M. Mathieu Darnaud. - À défaut de faire montre d'un certain agacement sur ce sujet, je préfère user d'un trait d'humour : j'ai un peu le sentiment d'être à la place de Bill Murray dans le film Un jour sans fin, dans lequel l'acteur est condamné à revivre indéfiniment la même journée. Il y a sept ans quasiment jour pour jour, je déposais une proposition de loi pour le maintien des compétences « eau » et « assainissement » dans les compétences facultatives des communautés de communes - adoptée à l'unanimité par le Sénat -, considérant que l'eau - plus que tout autre compétence - ne relève absolument pas d'une problématique intercommunale, mais d'une problématique de bassin hydrographique et de bassin versant.

Il est tout à fait possible de contester cette analyse, pourtant scientifique, et de vouloir absolument que cette compétence revienne à l'intercommunalité. Nous n'avons pas d'autre choix que de prendre acte de la position du Gouvernement, ce dernier ne nous décevant jamais dès lors qu'il s'agit de parler de politiques des territoires ! Je le dis très directement : si nous ne partagions pas les positions de la majorité de gauche en 2014, au moins parvenions-nous à travailler.
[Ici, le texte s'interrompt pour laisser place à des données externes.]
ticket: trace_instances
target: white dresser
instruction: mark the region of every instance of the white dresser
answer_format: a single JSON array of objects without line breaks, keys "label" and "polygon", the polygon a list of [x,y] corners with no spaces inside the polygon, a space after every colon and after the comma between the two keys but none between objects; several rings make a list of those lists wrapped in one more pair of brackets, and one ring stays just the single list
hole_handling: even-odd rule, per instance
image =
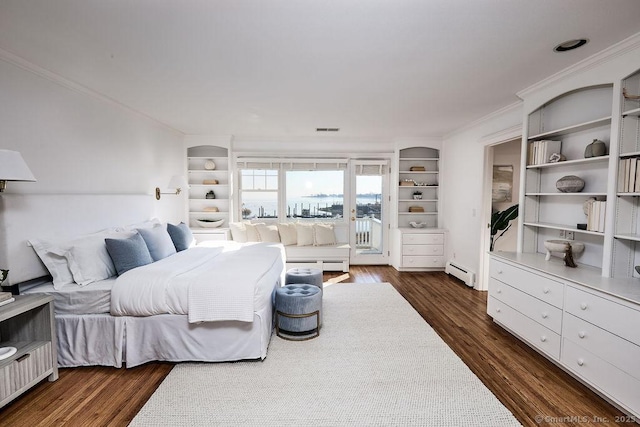
[{"label": "white dresser", "polygon": [[640,280],[494,253],[487,313],[626,412],[640,417]]},{"label": "white dresser", "polygon": [[446,231],[436,228],[395,230],[392,264],[400,271],[443,270]]}]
Depuis sept ans, nous n'avons jamais eu de réponse précise quant aux intentions de la majorité actuelle. Certes, nous avons bien compris sa philosophie générale selon laquelle toutes les compétences doivent échoir aux intercommunalités, mais c'est un peu court, car c'est méconnaître la réalité des territoires. Ce n'est pas le moindre des paradoxes que de constater que la majorité actuelle, qui n'a que la « différenciation » ou la « prise en compte des réalités des territoires » à la bouche, ne les écoute en fait jamais.
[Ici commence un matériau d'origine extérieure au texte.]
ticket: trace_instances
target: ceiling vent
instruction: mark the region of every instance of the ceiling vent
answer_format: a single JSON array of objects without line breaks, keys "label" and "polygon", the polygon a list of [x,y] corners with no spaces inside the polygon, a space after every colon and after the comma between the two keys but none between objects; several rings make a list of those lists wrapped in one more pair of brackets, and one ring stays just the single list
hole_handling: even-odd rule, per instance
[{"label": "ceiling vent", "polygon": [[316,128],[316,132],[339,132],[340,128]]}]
J'en viens à l'essentiel en saluant le travail accompli par notre collègue Jean-Michel Arnaud et par le rapporteur Alain Marc afin de trouver une porte de sortie, l'exercice relevant davantage du numéro d'équilibriste que du travail parlementaire.

La première vertu de ce texte est qu'il conforte les syndicats, c'est-à-dire un outil qui a fait ses preuves et qui ne demande qu'à vivre. J'en profite d'ailleurs pour étayer le peu de considération que le Gouvernement porte au Parlement : nous avions prévenu le ministre Sébastien Lecornu, à l'époque, que le mécanisme de la subdélégation ne fonctionnerait pas ; au cours des dernières auditions, la DGCL et le Gouvernement nous expliquent désormais que le dispositif ne fonctionne pas ! La belle affaire alors que nous le disons depuis quatre ans ! Voilà qui illustre le fonctionnement d'une majorité qui a hélas ! pour angle mort la politique des territoires.
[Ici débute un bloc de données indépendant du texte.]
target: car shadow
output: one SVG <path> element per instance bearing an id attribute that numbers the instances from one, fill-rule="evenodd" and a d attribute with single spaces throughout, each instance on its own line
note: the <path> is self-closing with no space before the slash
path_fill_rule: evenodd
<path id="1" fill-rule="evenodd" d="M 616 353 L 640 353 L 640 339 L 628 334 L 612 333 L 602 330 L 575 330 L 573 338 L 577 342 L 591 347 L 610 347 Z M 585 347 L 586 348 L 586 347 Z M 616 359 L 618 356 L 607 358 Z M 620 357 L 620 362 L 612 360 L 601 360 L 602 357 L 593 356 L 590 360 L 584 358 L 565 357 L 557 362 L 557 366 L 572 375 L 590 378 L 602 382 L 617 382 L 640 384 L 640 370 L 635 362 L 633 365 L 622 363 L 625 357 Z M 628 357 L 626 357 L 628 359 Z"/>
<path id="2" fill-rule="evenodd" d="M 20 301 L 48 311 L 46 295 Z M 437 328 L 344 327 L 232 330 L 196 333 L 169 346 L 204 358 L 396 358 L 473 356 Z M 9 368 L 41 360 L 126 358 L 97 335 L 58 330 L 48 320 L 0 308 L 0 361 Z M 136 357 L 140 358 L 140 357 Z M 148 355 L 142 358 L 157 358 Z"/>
Préserver des syndicats qui fonctionnent bien me paraît donc essentiel, d'autant que ce choix d'organisation, distinct du modèle intercommunal, peut permettre d'avoir une gouvernance bien plus équilibrée. Plus largement - je serai très vigilant sur ce point -, je veux que la parole finale revienne aux élus des territoires.

Nous avons souhaité que l'arbitrage, en matière de constitution de syndicats et de rattachement de certaines communes à ces derniers, voire à l'intercommunalité, se fasse par le biais de la CDCI, mais encore faut-il qu'elle puisse émettre un avis conforme, et non pas un avis simple. Un avis simple déboucherait sur un scénario écrit d'avance, quand bien même la DGCL et le Gouvernement nous assurent que l'avis des préfets sera éclairé par les agences de l'eau : les avis des élus seraient évidemment ignorés, tandis qu'il serait démontré que tout converge pour rattacher une commune à un syndicat donné.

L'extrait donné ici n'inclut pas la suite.